Lack of managers keeps India’s businesses small: Study

New York: Most firms in India and other developing countries are family owned and often shun outside managers and that is why even successful businesses fail to grow in such countries, a new study suggests.

The study shows that the lack of managerial delegation factors significantly into why businesses in India tend to stay small and this has wider implications on the country’s economy, constraining innovation, economic growth and per capita income.
“Our analysis confirms that the absence of managerial delegation is a significant factor in why successful Indian businesses fail to grow, which reduces the overall productivity of the country’s economy,” said researcher Michael Peters from Yale University.
If Indian businesses used outside managers as efficiently as US businesses, it would boost economic productivity in India and increase the country’s per capita income by about 11 per cent, according to the study published in journal American Economic Review.

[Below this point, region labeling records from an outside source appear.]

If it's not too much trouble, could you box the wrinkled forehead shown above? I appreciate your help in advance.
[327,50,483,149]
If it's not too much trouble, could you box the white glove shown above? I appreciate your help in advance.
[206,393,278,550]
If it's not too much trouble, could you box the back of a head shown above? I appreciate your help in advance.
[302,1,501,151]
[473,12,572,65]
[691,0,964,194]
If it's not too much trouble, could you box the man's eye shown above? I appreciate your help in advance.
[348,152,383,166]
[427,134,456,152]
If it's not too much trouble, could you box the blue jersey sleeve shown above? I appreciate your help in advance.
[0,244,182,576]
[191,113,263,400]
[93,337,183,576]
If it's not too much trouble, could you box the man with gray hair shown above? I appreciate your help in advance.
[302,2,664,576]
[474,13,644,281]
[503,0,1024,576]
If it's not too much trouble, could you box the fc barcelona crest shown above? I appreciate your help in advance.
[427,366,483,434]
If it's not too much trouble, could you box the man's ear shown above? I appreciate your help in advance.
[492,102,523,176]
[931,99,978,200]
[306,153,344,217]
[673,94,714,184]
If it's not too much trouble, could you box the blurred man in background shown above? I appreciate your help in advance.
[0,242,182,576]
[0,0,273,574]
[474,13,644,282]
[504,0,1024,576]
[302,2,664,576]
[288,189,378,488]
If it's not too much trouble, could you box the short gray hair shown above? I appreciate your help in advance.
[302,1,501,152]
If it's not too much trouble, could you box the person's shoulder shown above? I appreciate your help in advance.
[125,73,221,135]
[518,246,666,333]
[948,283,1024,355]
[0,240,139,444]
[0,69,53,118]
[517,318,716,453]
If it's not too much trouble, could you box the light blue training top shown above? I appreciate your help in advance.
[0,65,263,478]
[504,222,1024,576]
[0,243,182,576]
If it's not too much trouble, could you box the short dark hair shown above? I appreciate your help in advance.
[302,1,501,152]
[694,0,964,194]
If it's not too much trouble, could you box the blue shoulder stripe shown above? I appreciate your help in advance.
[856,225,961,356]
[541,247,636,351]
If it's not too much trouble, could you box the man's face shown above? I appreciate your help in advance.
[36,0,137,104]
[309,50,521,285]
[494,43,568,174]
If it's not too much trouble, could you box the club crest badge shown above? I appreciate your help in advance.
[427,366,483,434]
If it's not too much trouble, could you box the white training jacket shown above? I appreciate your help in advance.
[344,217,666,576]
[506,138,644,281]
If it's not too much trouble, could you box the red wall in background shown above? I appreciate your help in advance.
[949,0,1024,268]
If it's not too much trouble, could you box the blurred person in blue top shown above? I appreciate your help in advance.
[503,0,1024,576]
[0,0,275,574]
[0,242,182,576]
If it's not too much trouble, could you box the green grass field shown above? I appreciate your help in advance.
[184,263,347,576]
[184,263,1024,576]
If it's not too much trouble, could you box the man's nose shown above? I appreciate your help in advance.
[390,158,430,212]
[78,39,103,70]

For the study, the researchers focused their analysis on this disparity between size of firms in developed and developing countries.
They created a quantitative model that centres the role of managerial delegation in firm growth. It incorporated plant-level data from the US and India and was calibrated to recognise that business in India might face higher barriers to growth, such as having less access to start-up capital than US businesses.
In India, more than 9 out of 10 of manufacturing businesses have fewer than four employees, and those small firms account for more than half of total employment. In contrast, two-thirds of US manufacturing employment is concentrated in establishments with at least 100 employees, and only one-third of firms have fewer than four employees, according to the study.
The researchers found that India’s economy suffers from “a lack of selection” – the process of creative destruction through which successful businesses expand while unproductive firms close or are swallowed up by the competitors – allowing unproductive businesses to survive because successful businesses do not expand.